Section: Numerical classification

## Cluster analysis (hierarchical agglomerative classification)

### R functions

• `hclust` - calculates hierarchical cluster analysis. Requires at least two arguments: `d` for distance matrix, and `method` for agglomerative algorithm, one of `ward.D`, `ward.D2`, `single`, `complete`, `average` (= UPGMA), `mcquitty` (= WPGMA), `median` (= WPGMC) or `centroid` (= UPGMC). Has it's own `plot` function.
• `rect.hclust` - divides dendrogram into given number of groups (argument `k`) and draws rectangles around samples in these groups (argument `border` specifies the color of the rectangle).
• `cutree` - cuts the tree (dendrogram) into given number of clusters (argument `k`) or according to given level of similarity (argument `h`). Returns vector with assignment of samples into groups.
• `agnes` (library cluster) - contains six agglomerative algorithms, some not included in `hclust`. Has it's own `plot` method.
• library (dendextend) - contains several functions improving representation of the dendrogram (e.g. plotting dendrogram with branches of different colour)

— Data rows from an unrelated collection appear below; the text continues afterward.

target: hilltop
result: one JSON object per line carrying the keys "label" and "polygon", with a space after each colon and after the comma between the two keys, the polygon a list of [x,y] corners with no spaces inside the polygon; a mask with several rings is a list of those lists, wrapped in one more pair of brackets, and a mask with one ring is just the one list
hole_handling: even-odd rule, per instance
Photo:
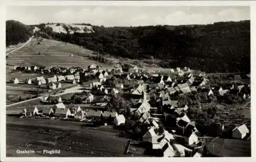
{"label": "hilltop", "polygon": [[249,20],[179,26],[31,26],[35,36],[76,44],[116,59],[136,59],[163,68],[189,67],[207,73],[250,71]]}

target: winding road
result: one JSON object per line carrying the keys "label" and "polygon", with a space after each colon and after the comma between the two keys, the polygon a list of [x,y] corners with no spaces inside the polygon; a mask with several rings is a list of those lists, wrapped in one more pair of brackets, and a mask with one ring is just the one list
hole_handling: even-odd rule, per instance
{"label": "winding road", "polygon": [[11,53],[12,53],[14,51],[15,51],[17,50],[18,50],[18,49],[22,48],[22,47],[23,47],[24,46],[25,46],[27,44],[29,43],[31,41],[31,40],[33,39],[33,38],[34,38],[34,36],[32,36],[30,38],[29,38],[29,40],[27,42],[26,42],[25,43],[24,43],[24,44],[23,44],[23,45],[22,45],[19,47],[18,47],[17,48],[16,48],[15,49],[13,49],[13,50],[11,51],[10,52],[6,53],[6,56],[8,56],[9,54],[10,54]]}

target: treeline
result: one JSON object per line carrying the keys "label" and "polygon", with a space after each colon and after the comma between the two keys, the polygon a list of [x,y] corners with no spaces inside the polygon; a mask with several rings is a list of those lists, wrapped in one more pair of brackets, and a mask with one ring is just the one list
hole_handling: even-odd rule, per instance
{"label": "treeline", "polygon": [[165,68],[187,66],[206,72],[250,70],[249,20],[194,26],[93,26],[93,29],[92,33],[74,34],[42,30],[53,39],[103,55],[162,59],[159,65]]}
{"label": "treeline", "polygon": [[19,21],[8,20],[6,25],[7,46],[25,42],[33,35],[33,28]]}

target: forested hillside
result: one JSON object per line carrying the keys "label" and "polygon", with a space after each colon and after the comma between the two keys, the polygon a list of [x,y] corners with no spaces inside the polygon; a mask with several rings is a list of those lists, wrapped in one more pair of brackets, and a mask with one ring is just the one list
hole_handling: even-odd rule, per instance
{"label": "forested hillside", "polygon": [[92,33],[57,33],[45,24],[36,35],[76,44],[99,53],[162,61],[163,67],[189,67],[206,72],[250,68],[250,21],[208,25],[138,27],[93,26]]}
{"label": "forested hillside", "polygon": [[6,24],[6,46],[27,41],[33,35],[33,28],[20,22],[8,20]]}

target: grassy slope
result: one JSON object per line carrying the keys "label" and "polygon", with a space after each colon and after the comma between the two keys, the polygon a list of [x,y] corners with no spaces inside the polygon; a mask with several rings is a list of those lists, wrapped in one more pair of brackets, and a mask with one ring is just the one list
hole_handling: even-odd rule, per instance
{"label": "grassy slope", "polygon": [[[15,66],[82,66],[87,67],[96,63],[103,67],[109,66],[89,60],[89,55],[93,51],[80,48],[78,46],[52,40],[43,39],[39,41],[33,39],[27,45],[12,53],[6,59],[8,65]],[[34,55],[41,52],[40,55]],[[70,54],[73,56],[71,57]]]}

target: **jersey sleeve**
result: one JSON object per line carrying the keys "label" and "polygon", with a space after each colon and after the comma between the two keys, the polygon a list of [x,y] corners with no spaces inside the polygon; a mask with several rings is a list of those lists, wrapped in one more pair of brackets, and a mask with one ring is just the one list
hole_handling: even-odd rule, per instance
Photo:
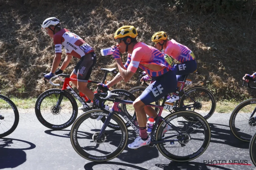
{"label": "jersey sleeve", "polygon": [[125,65],[125,67],[127,68],[128,67],[128,66],[131,63],[131,54],[128,54],[128,56],[127,57],[127,61]]}
{"label": "jersey sleeve", "polygon": [[55,45],[55,53],[57,54],[62,54],[61,51],[61,40],[62,36],[55,35],[53,37],[53,43]]}
{"label": "jersey sleeve", "polygon": [[131,62],[127,69],[132,72],[136,72],[141,58],[145,55],[145,50],[141,47],[136,48],[132,52],[131,57]]}
{"label": "jersey sleeve", "polygon": [[173,47],[170,44],[170,43],[169,43],[168,45],[165,50],[165,53],[167,54],[170,56],[172,56],[172,52],[173,51]]}

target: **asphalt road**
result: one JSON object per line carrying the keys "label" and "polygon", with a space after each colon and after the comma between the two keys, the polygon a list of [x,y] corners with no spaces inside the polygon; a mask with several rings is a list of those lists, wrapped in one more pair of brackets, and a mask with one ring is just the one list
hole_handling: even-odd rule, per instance
{"label": "asphalt road", "polygon": [[[81,111],[80,111],[81,112]],[[71,126],[54,131],[42,125],[34,110],[19,110],[20,120],[15,131],[0,139],[0,169],[13,170],[245,170],[256,169],[249,155],[249,143],[236,138],[228,126],[229,114],[215,113],[208,120],[211,142],[206,151],[192,161],[177,163],[162,156],[156,148],[137,150],[126,147],[118,156],[107,162],[96,163],[80,156],[70,141]],[[82,113],[82,112],[81,112]],[[128,143],[132,142],[129,139]],[[207,165],[221,160],[247,160],[252,166]],[[215,161],[212,164],[216,164]],[[219,163],[218,161],[218,163]]]}

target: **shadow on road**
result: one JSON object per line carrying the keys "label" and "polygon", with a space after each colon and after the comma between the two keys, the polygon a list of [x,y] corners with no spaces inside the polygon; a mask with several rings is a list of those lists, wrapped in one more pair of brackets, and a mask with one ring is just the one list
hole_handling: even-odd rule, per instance
{"label": "shadow on road", "polygon": [[209,123],[209,125],[211,133],[211,142],[227,144],[239,148],[249,149],[249,143],[236,138],[229,126],[215,123]]}
{"label": "shadow on road", "polygon": [[101,163],[91,162],[85,165],[84,169],[86,170],[110,170],[112,169],[147,170],[146,169],[133,165],[111,162]]}
{"label": "shadow on road", "polygon": [[173,170],[183,170],[184,169],[189,170],[207,170],[208,169],[212,169],[212,168],[209,168],[210,167],[218,168],[218,169],[224,169],[225,170],[230,170],[231,169],[217,165],[211,166],[207,166],[205,164],[203,163],[199,163],[195,162],[177,162],[173,161],[171,162],[169,165],[157,164],[155,164],[155,165],[158,168],[162,168],[163,169],[163,170],[170,170],[170,169]]}
{"label": "shadow on road", "polygon": [[24,150],[32,149],[35,145],[25,140],[10,138],[0,139],[0,169],[15,168],[25,162]]}
{"label": "shadow on road", "polygon": [[58,137],[69,138],[70,137],[70,130],[46,130],[44,131],[44,133],[48,135]]}

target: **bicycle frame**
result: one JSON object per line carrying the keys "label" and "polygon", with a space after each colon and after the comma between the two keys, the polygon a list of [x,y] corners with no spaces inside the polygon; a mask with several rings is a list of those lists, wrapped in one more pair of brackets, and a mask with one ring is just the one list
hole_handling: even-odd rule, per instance
{"label": "bicycle frame", "polygon": [[[163,99],[163,101],[164,102],[165,102],[165,101],[166,100],[167,96],[167,95],[165,97],[165,98]],[[139,129],[138,128],[138,126],[137,126],[136,124],[135,123],[134,120],[133,121],[131,119],[130,119],[128,115],[126,113],[124,112],[122,110],[120,110],[118,108],[118,105],[120,103],[126,104],[132,104],[133,102],[132,101],[129,101],[128,100],[122,100],[118,99],[115,99],[114,100],[114,105],[112,107],[112,108],[111,109],[111,111],[109,112],[109,116],[107,117],[106,119],[106,120],[104,122],[104,124],[103,125],[103,126],[102,126],[102,128],[101,128],[101,129],[100,130],[100,134],[99,135],[99,136],[98,137],[100,138],[101,136],[101,135],[104,133],[105,130],[108,125],[109,124],[109,122],[110,121],[110,119],[111,119],[111,117],[114,114],[114,111],[117,111],[119,112],[119,114],[126,120],[126,121],[127,121],[127,122],[129,124],[131,125],[131,126],[132,127],[132,128],[135,130],[136,132],[137,132],[137,133],[139,134]],[[175,126],[171,123],[167,122],[165,120],[164,120],[163,118],[161,116],[161,115],[162,114],[162,111],[163,109],[164,103],[164,102],[163,102],[163,103],[162,104],[162,105],[161,106],[159,106],[152,104],[150,104],[146,105],[146,106],[150,107],[158,107],[160,109],[160,112],[159,112],[157,117],[157,119],[156,120],[156,123],[153,126],[153,129],[152,129],[152,132],[151,133],[151,140],[152,140],[152,139],[153,139],[154,134],[155,133],[155,132],[156,130],[156,129],[157,126],[157,124],[159,121],[159,120],[160,117],[161,118],[163,121],[165,122],[166,124],[166,123],[168,124],[173,129],[175,129],[176,130],[175,131],[178,133],[178,135],[174,135],[172,136],[168,136],[168,137],[165,137],[163,138],[163,139],[166,139],[174,137],[174,136],[178,136],[178,135],[181,135],[182,136],[182,138],[179,139],[170,139],[168,140],[165,140],[164,141],[161,140],[161,141],[151,141],[152,143],[153,144],[156,144],[158,143],[162,143],[163,142],[174,142],[182,141],[184,140],[185,139],[185,136],[179,132],[179,130],[177,127],[176,127]]]}

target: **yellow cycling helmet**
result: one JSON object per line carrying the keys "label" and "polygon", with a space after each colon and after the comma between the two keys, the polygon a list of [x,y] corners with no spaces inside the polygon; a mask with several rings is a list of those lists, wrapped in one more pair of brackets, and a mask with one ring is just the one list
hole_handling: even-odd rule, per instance
{"label": "yellow cycling helmet", "polygon": [[131,38],[135,38],[138,35],[138,33],[135,27],[133,26],[123,26],[117,29],[115,33],[115,39],[124,38],[129,36]]}
{"label": "yellow cycling helmet", "polygon": [[[115,33],[114,38],[116,39],[118,44],[120,44],[121,40],[124,41],[126,45],[125,52],[127,52],[128,50],[128,46],[131,43],[136,41],[136,37],[138,35],[138,33],[135,28],[133,26],[123,26],[117,29]],[[131,41],[129,43],[126,42],[126,40],[129,37],[131,38]]]}
{"label": "yellow cycling helmet", "polygon": [[159,31],[154,34],[151,38],[151,41],[154,42],[155,44],[156,44],[161,40],[166,40],[167,38],[167,35],[165,32]]}

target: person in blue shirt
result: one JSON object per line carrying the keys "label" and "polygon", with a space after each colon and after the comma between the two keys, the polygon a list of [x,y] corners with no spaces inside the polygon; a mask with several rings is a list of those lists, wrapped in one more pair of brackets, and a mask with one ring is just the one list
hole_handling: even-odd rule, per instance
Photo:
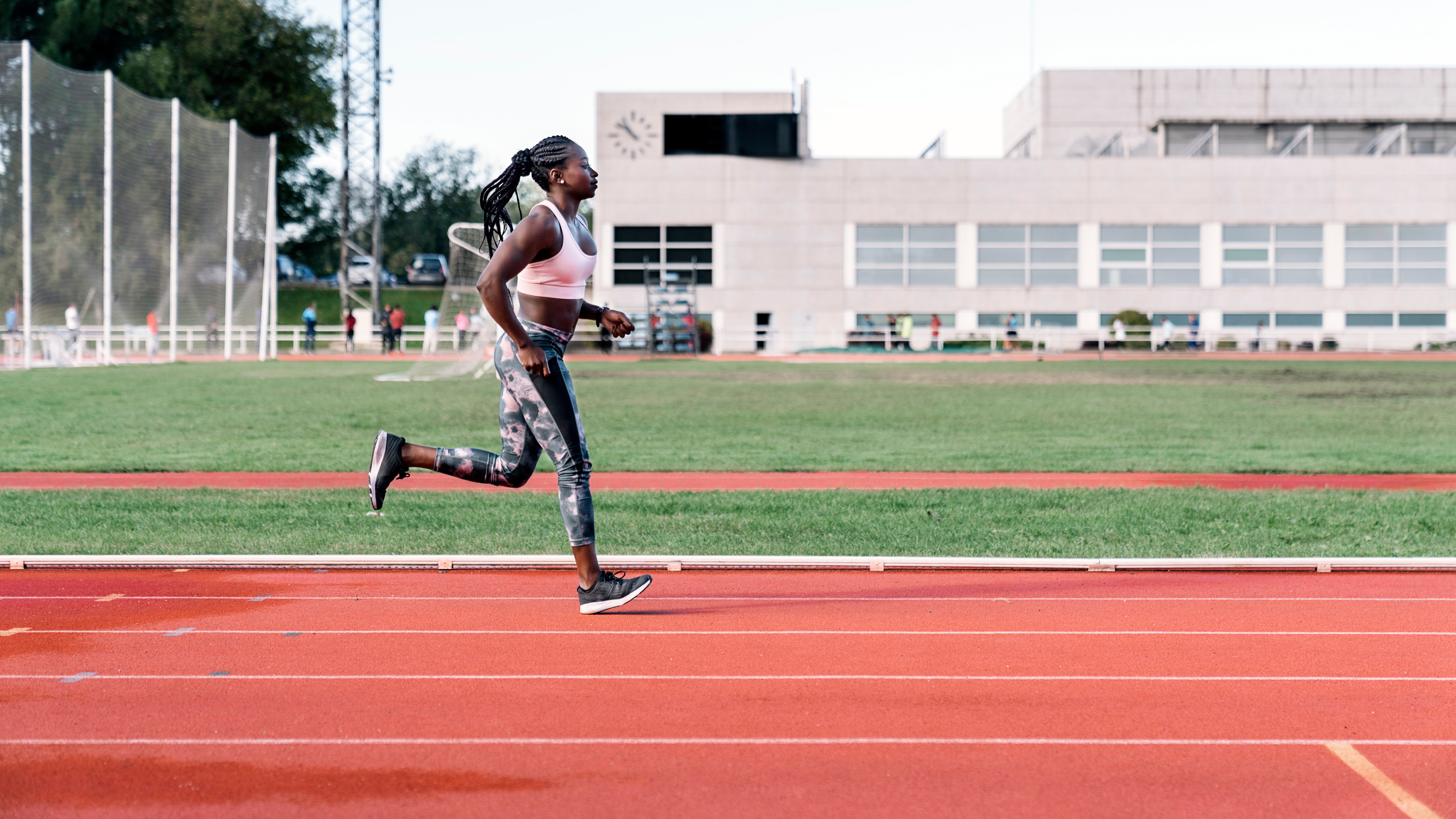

#### Note about Ward's hierarchical clustering algorithm

Murtagh & Legendre (2014) have shown that what literature refers to as Ward's clustering algorithm are in fact two slightly different methods, while only one of them is identical with the algorithm originally described by Ward. Both functions `hclust` and `agnes` have the `method = 'ward`', but with different default. While `hclust` function implements both Ward's algorithms (the genuine one, named `ward.D2`, as well as the second one, called `ward.D`), the `agnes` function implements only the genuine one. For historical reason, the argument `method = 'ward' ` in `hclust` calls the `ward.D` algorithm instead of `ward.D2` one. This means that `hclust` and `agnes` function, if both to set to `method = 'ward' `, return slighly different results. To calculate “genuine” Ward's algorithm in both methods, you need to set up `method = 'ward.D2' ` in `hclust` (and `method = 'ward' ` in `agnes`, but there is no other option for Ward algorithm anyway).